The 1986 NBA All-Star game in Dallas had the first three-point shooting contest, when eight all-stars were selected for the competition. Larry Bird of the Boston Celtics, who was known as a trash talker, walked into the locker room as one of the competitors and asked, “Which one of you guys is going to finish second?” He won the contest that night and then finished the season leading the league in three-point shooting, making 42.3 percent of his tries.
The purpose of trash talk during competition is to cause a loss of focus by elevating emotion to the point of distracting an opponent and decreasing their performance. Yet few studies have been done to determine whether trash talk does affect competitive performance.
“We always think of sports as being very physical games but they are absolutely mental games,” says Karen C.P. McDermott ’19 Ph.D., whose recent doctoral dissertation in communications is one of the first studies to statistically show the specific effects of trash talk on competitive performance.

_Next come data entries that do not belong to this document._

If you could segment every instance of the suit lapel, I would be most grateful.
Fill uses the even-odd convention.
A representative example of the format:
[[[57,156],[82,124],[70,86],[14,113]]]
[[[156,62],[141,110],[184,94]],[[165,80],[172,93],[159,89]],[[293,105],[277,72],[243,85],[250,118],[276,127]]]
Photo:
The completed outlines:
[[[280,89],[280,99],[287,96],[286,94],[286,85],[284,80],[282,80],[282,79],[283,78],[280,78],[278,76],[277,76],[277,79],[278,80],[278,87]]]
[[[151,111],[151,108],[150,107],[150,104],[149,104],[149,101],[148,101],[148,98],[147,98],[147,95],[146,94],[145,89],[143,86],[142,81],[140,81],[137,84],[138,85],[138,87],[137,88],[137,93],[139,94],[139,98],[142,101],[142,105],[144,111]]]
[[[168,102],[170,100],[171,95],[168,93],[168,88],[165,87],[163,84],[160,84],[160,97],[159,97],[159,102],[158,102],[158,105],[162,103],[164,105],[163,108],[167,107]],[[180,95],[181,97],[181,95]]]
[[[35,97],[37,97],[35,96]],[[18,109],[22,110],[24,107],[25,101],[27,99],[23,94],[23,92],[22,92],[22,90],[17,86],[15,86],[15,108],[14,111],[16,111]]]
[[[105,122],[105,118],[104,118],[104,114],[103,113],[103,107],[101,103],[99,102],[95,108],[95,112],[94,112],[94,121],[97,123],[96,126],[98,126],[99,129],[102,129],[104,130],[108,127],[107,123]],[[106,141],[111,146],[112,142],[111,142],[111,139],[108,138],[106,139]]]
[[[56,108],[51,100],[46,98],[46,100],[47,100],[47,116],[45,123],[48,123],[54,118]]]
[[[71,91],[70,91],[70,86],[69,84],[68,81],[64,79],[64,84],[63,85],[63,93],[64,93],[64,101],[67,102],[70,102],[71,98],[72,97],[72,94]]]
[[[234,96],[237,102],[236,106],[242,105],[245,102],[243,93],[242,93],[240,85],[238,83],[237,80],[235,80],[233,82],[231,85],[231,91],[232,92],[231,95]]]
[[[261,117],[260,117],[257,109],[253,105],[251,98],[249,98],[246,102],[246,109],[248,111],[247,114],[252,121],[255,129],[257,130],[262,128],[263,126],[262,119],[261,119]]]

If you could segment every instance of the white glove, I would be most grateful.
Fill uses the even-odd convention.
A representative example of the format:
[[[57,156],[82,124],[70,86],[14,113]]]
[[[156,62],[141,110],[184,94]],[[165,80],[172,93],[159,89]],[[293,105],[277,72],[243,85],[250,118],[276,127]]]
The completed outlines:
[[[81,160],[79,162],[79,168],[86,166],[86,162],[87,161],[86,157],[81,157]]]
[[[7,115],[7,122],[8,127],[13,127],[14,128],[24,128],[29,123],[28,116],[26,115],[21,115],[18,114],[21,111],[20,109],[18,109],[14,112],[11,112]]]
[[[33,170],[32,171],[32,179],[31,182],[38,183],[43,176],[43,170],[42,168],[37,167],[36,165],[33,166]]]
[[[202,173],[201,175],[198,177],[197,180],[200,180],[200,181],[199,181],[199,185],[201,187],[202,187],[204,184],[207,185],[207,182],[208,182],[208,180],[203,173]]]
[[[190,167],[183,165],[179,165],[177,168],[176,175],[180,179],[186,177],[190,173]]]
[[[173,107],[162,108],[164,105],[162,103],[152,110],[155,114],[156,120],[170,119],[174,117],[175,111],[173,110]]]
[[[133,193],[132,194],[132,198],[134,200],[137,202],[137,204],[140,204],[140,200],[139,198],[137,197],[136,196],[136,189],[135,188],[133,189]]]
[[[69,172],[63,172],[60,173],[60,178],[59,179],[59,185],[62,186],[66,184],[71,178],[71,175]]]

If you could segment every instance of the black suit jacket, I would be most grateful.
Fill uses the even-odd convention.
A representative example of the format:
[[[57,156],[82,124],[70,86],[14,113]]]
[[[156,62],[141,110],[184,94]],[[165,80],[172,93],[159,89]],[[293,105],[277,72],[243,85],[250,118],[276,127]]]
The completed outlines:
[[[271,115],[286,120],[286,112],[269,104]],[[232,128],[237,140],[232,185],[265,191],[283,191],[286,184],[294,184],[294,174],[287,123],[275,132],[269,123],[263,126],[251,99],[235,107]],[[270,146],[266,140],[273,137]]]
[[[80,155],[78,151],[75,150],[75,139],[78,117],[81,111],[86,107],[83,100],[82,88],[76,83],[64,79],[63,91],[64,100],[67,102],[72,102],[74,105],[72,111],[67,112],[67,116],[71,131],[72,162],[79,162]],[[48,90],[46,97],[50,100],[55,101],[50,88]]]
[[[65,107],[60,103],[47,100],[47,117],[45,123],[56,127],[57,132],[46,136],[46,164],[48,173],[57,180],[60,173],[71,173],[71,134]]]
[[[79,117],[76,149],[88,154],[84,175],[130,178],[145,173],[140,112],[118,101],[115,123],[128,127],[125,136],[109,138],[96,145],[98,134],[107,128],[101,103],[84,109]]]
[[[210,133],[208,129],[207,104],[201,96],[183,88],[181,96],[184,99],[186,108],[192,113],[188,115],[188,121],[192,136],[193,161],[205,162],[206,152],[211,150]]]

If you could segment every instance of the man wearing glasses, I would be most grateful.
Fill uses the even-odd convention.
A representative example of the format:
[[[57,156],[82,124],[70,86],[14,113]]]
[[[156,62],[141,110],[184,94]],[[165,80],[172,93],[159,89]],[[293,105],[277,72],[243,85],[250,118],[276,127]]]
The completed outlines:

“Plenty of coaches will tell you to ‘get your head in the game’ because having that mental edge and being mentally focused is incredibly important, especially in sports that require hand-eye coordination. There’s always that mental component and trash talk is another form of offense that athletes have to play defense against.”
From baseball catchers jawing at batters awaiting fast balls and Muhammad Ali’s aggrandized bragging and taunts toward his opponents in the boxing ring to NFL linebackers taunting runners just tackled and NBA players exchanging rude comments after a thunderous dunk, trash talk has been part of competitive sports from neighborhood playgrounds to professional arenas.
McDermott’s study, “Emotional manipulation and cognitive distraction as strategy: The effects of verbal insults on motivation and performance in a competitive setting,” used the racing video game competition “Mario Kart” as the test model and found that the ability of trash talk to negatively affect the game performance of a competitor was confirmed.
The game was played under controlled conditions by 200 men and women ages 18 to 35, with some hearing verbally aggressive insults and some who did not during their competition.
She says while observing the video game competition, she found both auditory and cognitive distraction but it was specifically the cognitive distraction that was affecting competitors’ motivation to perform, affecting their ability to focus on their task. She also found that players were feeling both anger and shame.
“I had originally conceived anger and shame to be two opposite reactions; that people would either feel one or the other strongly; that if you felt angry it was going to motivate you more,” McDermott says. “What I found actually is that anger and shame were related to each other. People didn’t feel one or the other, they tended to feel both. In many cases what happened was that people felt shame more strongly and it made them angry. That affected their performance. I hadn’t expected that.”
A former high school volleyball player who competed in leagues and tournaments regularly for many years, McDermott says there is little scientific inquiry into why trash talk is used and how it affects its intended target. As she began to look into it and the research done on it, she did not find previous research in part because “trash talk” is a slang word rather than a scientific word.
“You have to find the actual terms people are using like ‘competitive incivility,’ which is one of the polite terms,” she says. “But even using some of the more euphemistic terms for it, I wasn’t finding many studies. It wasn’t until 2018 when I started my study that I started finding more researchers putting out work on trash talk.”
She notes that while sports psychology is used to assist athletes when they perform, it primarily focuses on self-actualizing, or visualizing a successful outcome in competition rather than preparing for verbal attacks.
“We practice defensive skills all the time on the courts but you don’t practice defensive mental drills,” McDermott says. “Part of the reason I think they don’t do that is because there hasn’t been enough study about trash talk to be able to formulate a defense against it. The study I did is one of the first that attempted to map out the cognitive and emotional processes that a person will actually feel while being the target of trash talk.”
McDermott says the study provides the first step toward a more nuanced and expanded exploration of the emotional and psychological effects of trash talk as a component in a competitive context.